In the previous chapter Paul has explained that Israel as a race had refused to accept that salvation for them could only be found in Jesus. An inevitable question that would be asked in response was whether this meant that God had rejected the Israelites as a race. Paul says that he has not and gives three answers to the question.
The first answer is that Paul’s own experience as a converted Jew reveals that God has not cast away his people (vv. 1-2). His second answer is a historical one when he refers to the life of Elijah and says that during that period God had seven thousand followers (vv. 3-4). His third answer concerns the future when Israel as a race will be gathered in to God’s people (vv. 11ff.).
There are many comments that could be made about Paul’s explanation, but here are two that we can think about today. The first is that we cannot judge a person’s future by his current conduct. After all, if we had seen Saul of Tarsus attempting to destroy the Christian church we would not have imagined that in the future he would decide to follow Jesus. But he did, and here he was writing this letter and using his own experience as evidence that God was still saving Jews.

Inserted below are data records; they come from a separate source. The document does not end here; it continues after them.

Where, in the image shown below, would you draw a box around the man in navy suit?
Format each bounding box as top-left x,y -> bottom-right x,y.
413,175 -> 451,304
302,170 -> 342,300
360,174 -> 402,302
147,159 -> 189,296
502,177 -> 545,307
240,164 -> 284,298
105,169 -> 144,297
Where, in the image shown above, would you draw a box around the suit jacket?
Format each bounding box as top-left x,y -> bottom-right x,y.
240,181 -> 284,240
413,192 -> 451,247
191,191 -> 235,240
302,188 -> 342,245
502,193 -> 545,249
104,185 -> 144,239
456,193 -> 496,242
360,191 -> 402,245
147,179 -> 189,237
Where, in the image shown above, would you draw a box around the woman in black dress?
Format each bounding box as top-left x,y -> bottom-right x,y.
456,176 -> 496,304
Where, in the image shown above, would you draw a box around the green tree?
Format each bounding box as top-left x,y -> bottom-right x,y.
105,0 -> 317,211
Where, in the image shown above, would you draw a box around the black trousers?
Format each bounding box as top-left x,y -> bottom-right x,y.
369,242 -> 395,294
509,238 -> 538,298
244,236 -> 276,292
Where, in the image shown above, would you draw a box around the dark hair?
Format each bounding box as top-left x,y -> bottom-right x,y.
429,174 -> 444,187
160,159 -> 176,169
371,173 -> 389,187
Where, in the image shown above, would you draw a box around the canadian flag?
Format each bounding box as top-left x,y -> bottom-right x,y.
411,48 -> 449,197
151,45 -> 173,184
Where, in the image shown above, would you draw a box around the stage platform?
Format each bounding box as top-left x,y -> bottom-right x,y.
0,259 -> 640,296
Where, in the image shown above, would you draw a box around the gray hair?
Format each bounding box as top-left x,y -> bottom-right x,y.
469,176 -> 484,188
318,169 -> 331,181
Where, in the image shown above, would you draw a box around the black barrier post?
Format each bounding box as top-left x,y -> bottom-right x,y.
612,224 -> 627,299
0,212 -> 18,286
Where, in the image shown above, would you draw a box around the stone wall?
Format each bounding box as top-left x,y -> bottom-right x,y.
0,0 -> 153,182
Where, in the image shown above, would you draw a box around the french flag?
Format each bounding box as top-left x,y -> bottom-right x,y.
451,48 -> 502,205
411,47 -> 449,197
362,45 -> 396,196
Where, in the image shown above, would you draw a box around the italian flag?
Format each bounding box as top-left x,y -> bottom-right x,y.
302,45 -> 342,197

The second comment is that God can preserve his cause in the darkest of times, which was obviously the case in the days of Elijah. It looked as if the whole nation had given up on God and were more interested in following a false god called Baal. Even Elijah thought that, but God told him that the truth of the situation was otherwise. And we should not imagine that he is unable to defend his cause today even although it is a dark time in our country for his church.